Financial Reporting Standards are based upon the concept of matching which means that income and expenses should be recorded in the financial period to which they pertain. Although this sounds relatively simple, accounting for long term transactions that cover a significant amount of time may result in complications. Similarly the concept of accruals states that the risk and rewards of any financial transaction should be considered when determining the recording period irrespective of time of transfer of consideration. In short, if a company has received or transferred the risk and rewards of any goods or services to a customer, the transaction has taken place in light of financial reporting standards and should be recorded.
This issue can have significant consequences when it comes to recording large transactions close to year end. Financial reporting standards especially highlight the matter of recognition of revenue since manipulation is very straight forward. For example, a company that enters into long term construction contracts may deliberately record all payments received in advance as revenue irrespective of the fact that they relate to services to be provided in the future to inflate profits. Similarly, a school receiving tuition fees in advance may incorrectly record them as revenue if the financial year closes half way through the school year.
Nature of Deferred Revenue
To address this issue, financial reporting standards prescribe the implementation of the concept of deferred revenue.

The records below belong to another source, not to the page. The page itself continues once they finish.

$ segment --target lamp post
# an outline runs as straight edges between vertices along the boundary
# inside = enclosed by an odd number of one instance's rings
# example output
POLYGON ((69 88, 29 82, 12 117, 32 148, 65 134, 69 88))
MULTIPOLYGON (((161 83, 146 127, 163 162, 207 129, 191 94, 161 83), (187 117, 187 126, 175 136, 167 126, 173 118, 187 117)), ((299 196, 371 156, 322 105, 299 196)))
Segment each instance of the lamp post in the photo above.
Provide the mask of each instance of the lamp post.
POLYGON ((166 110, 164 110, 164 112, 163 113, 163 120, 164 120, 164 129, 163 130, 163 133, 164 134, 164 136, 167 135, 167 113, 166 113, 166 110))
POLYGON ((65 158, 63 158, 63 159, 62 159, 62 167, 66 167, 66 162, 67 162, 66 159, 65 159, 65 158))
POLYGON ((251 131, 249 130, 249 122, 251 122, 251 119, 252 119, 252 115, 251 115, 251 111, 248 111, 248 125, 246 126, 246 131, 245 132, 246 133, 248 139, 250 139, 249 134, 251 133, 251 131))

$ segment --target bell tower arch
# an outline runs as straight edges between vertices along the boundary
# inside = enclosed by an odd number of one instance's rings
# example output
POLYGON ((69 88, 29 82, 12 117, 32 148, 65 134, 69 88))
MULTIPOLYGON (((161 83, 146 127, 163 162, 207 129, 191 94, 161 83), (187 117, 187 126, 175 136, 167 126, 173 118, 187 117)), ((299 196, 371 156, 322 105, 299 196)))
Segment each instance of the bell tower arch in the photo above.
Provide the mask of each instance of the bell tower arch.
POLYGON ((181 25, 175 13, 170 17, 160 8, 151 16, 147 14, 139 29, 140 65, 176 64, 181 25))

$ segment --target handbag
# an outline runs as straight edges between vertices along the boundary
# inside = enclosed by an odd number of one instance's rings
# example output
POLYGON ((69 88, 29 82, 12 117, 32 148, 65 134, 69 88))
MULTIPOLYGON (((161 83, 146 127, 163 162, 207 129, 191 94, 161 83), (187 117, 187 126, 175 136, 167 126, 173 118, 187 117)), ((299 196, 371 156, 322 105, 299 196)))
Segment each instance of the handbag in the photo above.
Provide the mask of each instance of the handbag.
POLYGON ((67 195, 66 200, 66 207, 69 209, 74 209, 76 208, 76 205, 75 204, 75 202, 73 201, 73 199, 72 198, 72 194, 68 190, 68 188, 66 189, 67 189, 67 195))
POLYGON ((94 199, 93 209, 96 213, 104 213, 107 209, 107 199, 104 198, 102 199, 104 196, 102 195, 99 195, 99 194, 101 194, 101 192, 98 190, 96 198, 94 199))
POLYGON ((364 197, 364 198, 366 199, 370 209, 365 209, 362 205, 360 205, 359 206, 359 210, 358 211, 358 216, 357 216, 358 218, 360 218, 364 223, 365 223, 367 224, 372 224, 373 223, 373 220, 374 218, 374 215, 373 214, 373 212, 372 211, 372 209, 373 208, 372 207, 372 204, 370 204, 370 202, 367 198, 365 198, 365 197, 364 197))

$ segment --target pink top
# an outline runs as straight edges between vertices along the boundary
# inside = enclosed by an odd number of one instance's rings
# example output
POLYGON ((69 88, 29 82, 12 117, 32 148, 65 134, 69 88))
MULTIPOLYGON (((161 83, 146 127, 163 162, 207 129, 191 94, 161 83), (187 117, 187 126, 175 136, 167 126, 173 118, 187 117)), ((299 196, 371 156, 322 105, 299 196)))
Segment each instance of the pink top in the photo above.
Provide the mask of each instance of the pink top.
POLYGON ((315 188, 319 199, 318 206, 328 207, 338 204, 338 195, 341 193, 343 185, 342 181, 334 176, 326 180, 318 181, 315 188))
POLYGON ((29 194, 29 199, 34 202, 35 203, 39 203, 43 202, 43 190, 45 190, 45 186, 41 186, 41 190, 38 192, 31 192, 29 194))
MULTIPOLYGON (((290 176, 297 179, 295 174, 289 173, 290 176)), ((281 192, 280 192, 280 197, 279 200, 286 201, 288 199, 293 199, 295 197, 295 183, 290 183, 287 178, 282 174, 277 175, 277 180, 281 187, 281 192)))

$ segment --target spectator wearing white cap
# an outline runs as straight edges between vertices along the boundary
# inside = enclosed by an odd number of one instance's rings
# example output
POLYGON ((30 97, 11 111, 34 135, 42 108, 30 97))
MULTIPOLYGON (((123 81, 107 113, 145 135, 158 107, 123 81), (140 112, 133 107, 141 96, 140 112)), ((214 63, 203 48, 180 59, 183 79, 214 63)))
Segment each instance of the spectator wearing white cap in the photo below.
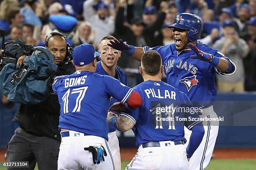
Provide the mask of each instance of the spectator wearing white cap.
POLYGON ((83 4, 84 18, 92 24, 92 31, 95 32, 95 41, 98 49, 99 42, 103 37, 112 34, 115 30, 115 19, 109 16, 107 5, 99 0, 87 0, 83 4), (95 14, 94 6, 96 12, 95 14))

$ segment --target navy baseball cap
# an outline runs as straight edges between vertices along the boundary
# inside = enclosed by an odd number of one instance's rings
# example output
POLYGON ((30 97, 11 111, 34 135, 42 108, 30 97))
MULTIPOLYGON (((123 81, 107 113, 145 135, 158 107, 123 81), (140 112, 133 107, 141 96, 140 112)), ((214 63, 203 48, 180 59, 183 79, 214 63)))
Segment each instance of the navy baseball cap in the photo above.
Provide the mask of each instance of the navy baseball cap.
POLYGON ((143 13, 144 14, 156 14, 157 13, 157 10, 154 5, 146 6, 144 8, 143 13))
POLYGON ((252 17, 248 21, 248 25, 256 26, 256 16, 252 17))
POLYGON ((90 63, 96 59, 96 55, 93 45, 88 44, 83 44, 76 47, 72 55, 74 64, 77 66, 90 63))
POLYGON ((233 21, 230 20, 226 20, 223 21, 223 22, 222 22, 222 27, 224 28, 225 27, 235 27, 235 23, 233 21))

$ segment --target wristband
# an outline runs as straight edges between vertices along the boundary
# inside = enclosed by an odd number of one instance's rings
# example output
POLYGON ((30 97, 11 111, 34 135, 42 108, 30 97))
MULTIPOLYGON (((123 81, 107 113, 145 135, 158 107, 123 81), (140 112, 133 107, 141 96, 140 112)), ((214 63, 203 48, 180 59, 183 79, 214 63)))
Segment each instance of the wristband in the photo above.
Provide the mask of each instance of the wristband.
POLYGON ((129 45, 129 47, 131 48, 131 49, 127 50, 124 52, 128 55, 131 56, 135 53, 135 48, 133 45, 129 45))
POLYGON ((213 57, 213 58, 210 61, 208 61, 208 62, 215 67, 217 66, 220 62, 220 58, 218 57, 213 57))

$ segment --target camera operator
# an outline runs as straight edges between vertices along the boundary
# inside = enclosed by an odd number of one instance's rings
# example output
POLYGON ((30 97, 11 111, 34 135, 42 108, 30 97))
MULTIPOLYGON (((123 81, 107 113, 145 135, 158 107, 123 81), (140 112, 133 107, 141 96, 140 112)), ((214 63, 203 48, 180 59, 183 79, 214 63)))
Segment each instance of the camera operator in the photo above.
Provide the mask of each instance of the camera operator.
MULTIPOLYGON (((66 38, 59 32, 52 32, 46 36, 45 42, 58 66, 56 75, 74 73, 74 68, 68 62, 72 53, 66 38)), ((34 47, 20 39, 9 41, 5 43, 6 56, 15 58, 17 65, 21 65, 32 54, 30 50, 34 47)), ((61 142, 58 127, 60 108, 57 96, 50 94, 39 104, 21 104, 13 120, 19 127, 7 145, 7 161, 29 161, 28 170, 33 170, 36 162, 39 170, 57 170, 61 142)))

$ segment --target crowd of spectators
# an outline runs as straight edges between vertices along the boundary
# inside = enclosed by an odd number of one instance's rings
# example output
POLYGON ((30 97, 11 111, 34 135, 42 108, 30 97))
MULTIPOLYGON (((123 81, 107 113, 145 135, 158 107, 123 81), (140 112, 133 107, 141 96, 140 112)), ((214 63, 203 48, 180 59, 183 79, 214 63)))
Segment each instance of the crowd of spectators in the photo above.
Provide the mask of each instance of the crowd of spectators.
MULTIPOLYGON (((256 91, 256 0, 0 2, 0 27, 5 30, 6 41, 18 38, 26 44, 44 45, 46 35, 59 31, 73 47, 90 43, 96 50, 109 35, 138 47, 173 43, 166 26, 178 13, 196 14, 203 23, 200 41, 220 50, 237 66, 233 75, 217 76, 219 90, 256 91)), ((139 65, 125 54, 118 62, 131 87, 142 80, 139 65)))

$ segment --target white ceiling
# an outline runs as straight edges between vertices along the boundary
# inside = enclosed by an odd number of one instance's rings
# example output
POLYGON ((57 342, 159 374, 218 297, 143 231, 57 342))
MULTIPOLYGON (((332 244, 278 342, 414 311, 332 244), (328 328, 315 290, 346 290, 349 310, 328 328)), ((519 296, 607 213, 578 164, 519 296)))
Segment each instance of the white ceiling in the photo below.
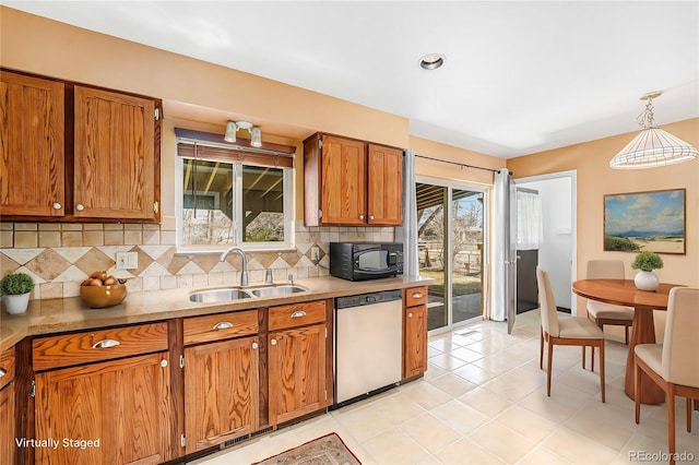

Simply put, deferred revenue represents cash received against which goods or services have to be delivered or provided. Applying, the concept of matching and accruals, any amounts received from customers against which services or goods have not been provided should not be recorded in the period in which payment has been received. The revenue should only be recorded once the goods are delivered or the services are provided irrespective of when payment was received.
Accounting for Deferred Revenue
Deferred revenue, therefore, is recorded as a liability when payment is received and is represented as a credit balance at the end of the financial year. It may be classified in long term or short term liabilities depending on the timing of realization of such revenue. Once the goods or services that the advance payment relates to have been delivered or provided, the company is entitled to reduce its liability and record revenue to the extent of the transaction completed.